Cisco: Earn 8% Shareholder Yield From This Top Tech Stock

Includes: CSCO
by: Small-Cap Detective


Cisco shares now sport a total shareholder yield of 8%.

Cisco is the ultimate ‘picks and shovels’ play on the coming Internet of Things boom.

A tax holiday on foreign cash holdings could be a major one-time catalyst.

The Dow Jones Industrial Average soared to a new all-time high last week, finally breaking through the 20,000 point barrier.

That was something to cheer about, anyway.

The bad news? There were some stragglers on the way to Dow 20,000.

Case in point: Cisco Systems, Inc. (NASDAQ:CSCO)

Cisco stock has been dead money for the past decade. On November 2, 2007, shares closed the trading session at $31.00 a piece. On January 29, 2017, they finally crossed that barrier again.

Why such dismal returns? Telecom and network hardware are no longer sexy businesses. Sure, these industries were cash cows during the 90's tech boom. Investors, however, have since moved on to new technologies.

So, is it time to pack it in on Cisco? Hardly. This tech giant is quickly becoming one of my favorite dividend stocks and the company has a number of catalysts that could lift shares over the next decade. Let me explain.

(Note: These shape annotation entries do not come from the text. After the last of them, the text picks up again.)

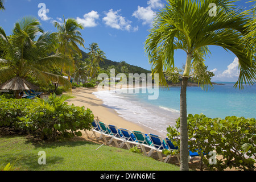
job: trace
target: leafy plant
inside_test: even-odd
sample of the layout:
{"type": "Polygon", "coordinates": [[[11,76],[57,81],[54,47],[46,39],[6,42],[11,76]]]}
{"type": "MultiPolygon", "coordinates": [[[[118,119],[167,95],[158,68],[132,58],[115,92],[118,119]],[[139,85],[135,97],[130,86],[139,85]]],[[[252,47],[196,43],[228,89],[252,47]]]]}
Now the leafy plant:
{"type": "MultiPolygon", "coordinates": [[[[223,170],[228,167],[237,167],[243,170],[254,170],[256,163],[255,119],[235,116],[226,117],[225,119],[206,117],[201,114],[188,114],[187,117],[189,149],[197,152],[200,156],[200,169],[203,163],[210,168],[223,170]],[[216,164],[210,164],[208,154],[216,151],[223,156],[216,159],[216,164]]],[[[175,127],[167,128],[167,136],[175,146],[180,146],[180,119],[175,127]]],[[[179,153],[172,151],[172,154],[179,153]]],[[[168,155],[170,152],[164,151],[168,155]]]]}

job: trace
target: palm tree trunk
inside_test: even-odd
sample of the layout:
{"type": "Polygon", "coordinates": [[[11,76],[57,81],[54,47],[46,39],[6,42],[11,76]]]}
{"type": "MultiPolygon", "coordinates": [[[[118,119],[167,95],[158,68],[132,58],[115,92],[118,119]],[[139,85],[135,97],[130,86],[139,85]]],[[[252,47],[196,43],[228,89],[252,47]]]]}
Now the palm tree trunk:
{"type": "Polygon", "coordinates": [[[188,171],[188,134],[187,121],[187,86],[191,67],[192,55],[187,55],[186,64],[182,78],[180,98],[180,171],[188,171]]]}
{"type": "Polygon", "coordinates": [[[187,123],[187,86],[188,77],[182,78],[180,90],[180,171],[188,171],[188,125],[187,123]]]}

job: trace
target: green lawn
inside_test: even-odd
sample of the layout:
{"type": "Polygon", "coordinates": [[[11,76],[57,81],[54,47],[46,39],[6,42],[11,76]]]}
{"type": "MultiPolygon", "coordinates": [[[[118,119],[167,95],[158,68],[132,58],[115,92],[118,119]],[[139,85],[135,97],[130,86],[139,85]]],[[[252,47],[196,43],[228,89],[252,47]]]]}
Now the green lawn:
{"type": "Polygon", "coordinates": [[[25,136],[0,138],[0,170],[11,163],[13,170],[36,171],[164,171],[177,166],[158,162],[125,149],[87,141],[34,144],[25,136]],[[38,164],[39,151],[44,151],[46,164],[38,164]]]}

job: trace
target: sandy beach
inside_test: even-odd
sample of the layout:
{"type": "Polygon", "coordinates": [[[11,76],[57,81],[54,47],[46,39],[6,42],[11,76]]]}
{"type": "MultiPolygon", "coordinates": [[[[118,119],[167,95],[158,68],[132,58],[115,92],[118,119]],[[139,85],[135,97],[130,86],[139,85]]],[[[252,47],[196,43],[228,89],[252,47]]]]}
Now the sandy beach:
{"type": "Polygon", "coordinates": [[[97,92],[97,88],[77,88],[72,89],[72,95],[75,98],[67,100],[68,104],[73,104],[77,106],[84,106],[85,109],[90,109],[96,118],[107,124],[113,125],[118,127],[122,127],[130,130],[137,130],[147,133],[140,126],[128,121],[120,117],[116,111],[112,109],[104,106],[101,100],[97,98],[92,93],[97,92]]]}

1 Dividend Stock for 2025… and Beyond

There are 69 billion reasons to love Cisco… but unfortunately almost all of them are abroad.

Right now, the company is sitting on over $69.4 billion in cash. The problem is nearly 90% of this money is trapped overseas. If management were to bring this cash stateside, the company must pay a 35% tax to the IRS.

The White House, however, could change this overnight. President Donald Trump promised a tax holiday on the campaign trail, whereby corporations would only have to pay a 10% levy on repatriated dollars. And judging by his rash of executive orders last week, he plans to stick to his election race promises.

Any tax holiday would be an immediate, one-time catalyst for Cisco shares. Based on current tax rates, investors value the company's overseas cash holdings at $39.4 billion. If Trump's tax policies are approved, this cash pile would be worth $54.5 billion.

You only need to do some napkin math to see how important this change could be. The difference between these two numbers is about $15.1 billion. Based on Cisco's current market capitalization, Trump could add up to 10% to the stock price overnight.

Secondly, Cisco has become the No. 1 "picks and shovels" play in the coming Internet of Things (IOT).

The idea of owning "picks and shovels" simply means owning companies that supply the vital tools and services many participants in a boom must use. This can be far safer than buying the individual players. And as we saw during the California Gold Rush and other commodity booms, suppliers, not necessarily miners, often end up making the most money.

The IoT could be the next tech goldrush. By 2020, cloud traffic is projected to quadruple. In 2015, there were 4.9 billion machine-to-machine devices. By 2020, this number is projected to hit 12.2 billion.

Corporations are going to need help sifting through this mountain of data, which is where Cisco comes into play. Last year, the company purchased Jasper Technologies in a $1.4 billion deal. The firm's SaaS-based platform allows users to analyze data, track performance, and gain insights from a growing number of IoT devices.

Analysts are throwing around numbers like "trillions" to describe the size of this new market. If Cisco can capture even a fraction of this opportunity, it would have a material impact on their bottom line. We're looking at a secular trend that could drive dividend hikes and capital gains for a decade or longer.

Finally, you're going to be well-paid to wait.

Over the past few years, management has been in the habit of hiking the dividend 15% to 25% at the start of each year. Assuming the company hikes its payout another 20% next month, the yield on Cisco shares will approach 4.0%. In combination with its standard buyback program, the total shareholder yield on Cisco stock is approaching 8%.

A tax holiday would trigger a cash bonanza for investors. If Cisco could repatriate its full overseas holdings, it could launch the largest share buyback program in history. Based on the proposed tax rates, management could repurchase over a third of outstanding shares… or payout a one-time 34% special dividend.

Of course, this thesis isn't bulletproof.

President Trump hasn't discussed much in the way of tax policy lately. If a tax holiday doesn't materialize, it could be a big disappointment for shareholders.

I'm not too worried though. Regardless of your political views, Trump has saddled his cabinet with many pro-business advisors. Despite his campaign promises, there's no doubt in my mind he's a friend of big business.

The Bottom Line on Cisco

Even if Trump doesn't make good on his word, Cisco is still a heck of a business to own. We're talking about a wonderful, wide-moat company that generates tons of cash. With a shareholder yield approaching 8%, you'll beat the pants off the market just by collecting dividend checks. This is definitely a top income stock for the next 10 years.

Disclosure: I/we have no positions in any stocks mentioned, and no plans to initiate any positions within the next 72 hours.

I wrote this article myself, and it expresses my own opinions. I am not receiving compensation for it (other than from Seeking Alpha). I have no business relationship with any company whose stock is mentioned in this article.